The South Cadbury Environs Project (SCEP) was originally started in the early 1990s by Richard Tabor to look at the area immediately around South Cadbury hillfort. It was intended to put the Iron Age hillfort and the earlier and later archaeology on the hill in some kind of context, prompted by the publication of the late 1960s excavations carried out by Leslie Alcock.  Very little archaeology had been identified in the area from earthworks and aerial photography.

Richard devised a programme of looking at the wider landscape using a variety of techniques, but based primarily on geophysical survey using a gradiometer, plough zone sampling and test pits.  In some cases findings were then followed up with larger excavations, providing many exciting and unique landscape features, including rare Early Neolithic pits, a late Bronze Age ringwork, one of the earliest in situ metalworking sites in Britain and at least one unusual scatter of around 5000 Iron Age pits.
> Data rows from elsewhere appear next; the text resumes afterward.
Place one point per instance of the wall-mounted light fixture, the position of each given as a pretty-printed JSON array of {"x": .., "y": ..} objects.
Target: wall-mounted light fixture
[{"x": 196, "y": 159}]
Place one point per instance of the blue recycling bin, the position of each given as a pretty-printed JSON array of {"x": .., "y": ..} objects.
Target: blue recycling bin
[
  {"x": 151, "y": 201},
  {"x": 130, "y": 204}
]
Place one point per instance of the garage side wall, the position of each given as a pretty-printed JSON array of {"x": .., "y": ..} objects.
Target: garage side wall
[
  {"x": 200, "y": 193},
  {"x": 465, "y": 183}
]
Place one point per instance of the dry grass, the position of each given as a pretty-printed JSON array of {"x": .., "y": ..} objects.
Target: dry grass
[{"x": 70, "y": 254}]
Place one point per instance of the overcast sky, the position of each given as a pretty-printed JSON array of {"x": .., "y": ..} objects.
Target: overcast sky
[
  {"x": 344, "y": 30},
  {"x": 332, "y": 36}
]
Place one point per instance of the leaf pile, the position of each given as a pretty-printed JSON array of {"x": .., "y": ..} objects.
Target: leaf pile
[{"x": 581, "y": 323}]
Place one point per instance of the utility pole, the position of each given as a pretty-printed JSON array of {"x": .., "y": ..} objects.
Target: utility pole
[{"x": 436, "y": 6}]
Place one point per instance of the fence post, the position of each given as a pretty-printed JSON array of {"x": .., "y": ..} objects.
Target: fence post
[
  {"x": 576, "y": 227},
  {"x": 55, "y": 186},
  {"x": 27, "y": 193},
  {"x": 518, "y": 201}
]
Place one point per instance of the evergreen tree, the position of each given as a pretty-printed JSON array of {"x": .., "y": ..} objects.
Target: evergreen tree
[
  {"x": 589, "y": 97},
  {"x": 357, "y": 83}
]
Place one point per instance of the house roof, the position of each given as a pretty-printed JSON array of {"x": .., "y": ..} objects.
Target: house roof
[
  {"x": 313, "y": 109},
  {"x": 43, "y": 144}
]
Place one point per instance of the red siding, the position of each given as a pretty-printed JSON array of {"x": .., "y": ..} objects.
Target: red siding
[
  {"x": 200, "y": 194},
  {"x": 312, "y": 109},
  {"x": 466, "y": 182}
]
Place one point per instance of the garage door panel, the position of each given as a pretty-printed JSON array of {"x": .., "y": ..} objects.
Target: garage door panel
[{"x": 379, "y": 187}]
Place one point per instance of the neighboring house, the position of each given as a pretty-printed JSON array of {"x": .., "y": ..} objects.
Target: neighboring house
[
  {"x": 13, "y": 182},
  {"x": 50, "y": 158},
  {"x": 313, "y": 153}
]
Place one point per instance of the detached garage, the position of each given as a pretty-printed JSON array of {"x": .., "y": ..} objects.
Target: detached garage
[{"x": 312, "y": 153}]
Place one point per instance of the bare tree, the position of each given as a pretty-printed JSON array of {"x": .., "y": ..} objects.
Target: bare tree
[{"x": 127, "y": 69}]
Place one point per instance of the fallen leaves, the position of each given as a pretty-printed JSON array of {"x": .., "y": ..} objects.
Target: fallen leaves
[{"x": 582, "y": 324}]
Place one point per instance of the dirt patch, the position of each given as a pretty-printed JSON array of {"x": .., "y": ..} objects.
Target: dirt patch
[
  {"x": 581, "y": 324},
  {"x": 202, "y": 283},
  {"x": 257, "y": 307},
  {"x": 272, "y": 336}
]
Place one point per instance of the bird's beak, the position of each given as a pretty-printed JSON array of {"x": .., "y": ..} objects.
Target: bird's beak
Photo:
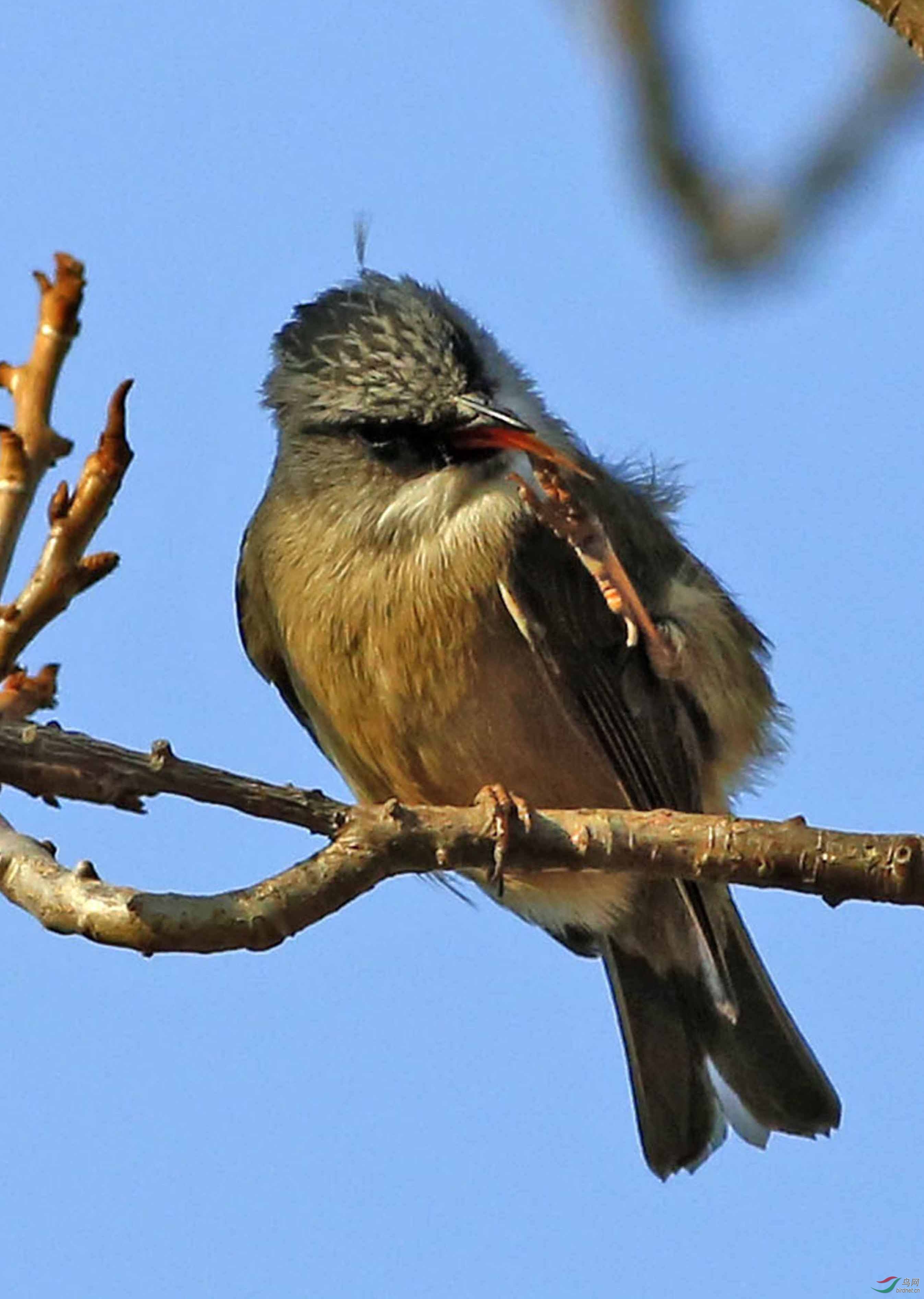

We now know that much of the landscape was heavily utilised from the Neolithic onwards, including important early landscape divisions and fields.

The project has benefited in the past from generous grants from the Leverhulme Trust and the Arts and Humanities Research Council which was able to fund Richard’s employment as Project Director.  That has now come to an end.  However, the workforce has always relied on a wide variety of volunteers and students carrying out placements.  Following the end of the project’s grant funding, SCEP continues on an entirely volunteer basis, under the aegis of SSARG.  We continue to ‘fill in the blanks’ where possible in the SCEP study area, mainly with geophysical survey, but also utilising earthwork survey and occasional test pits. The main task at hand is continuing analysis, writing up for final publication and preparation of the project archives for long term storage.

SCEP's website is maintained by Richard Tabor and gives much more detail of the work carried out until 2008.  This website will be developed to contain information on the work since the formation of the SCEPVA in 2008 and its subsequent amalgamation into SSARG.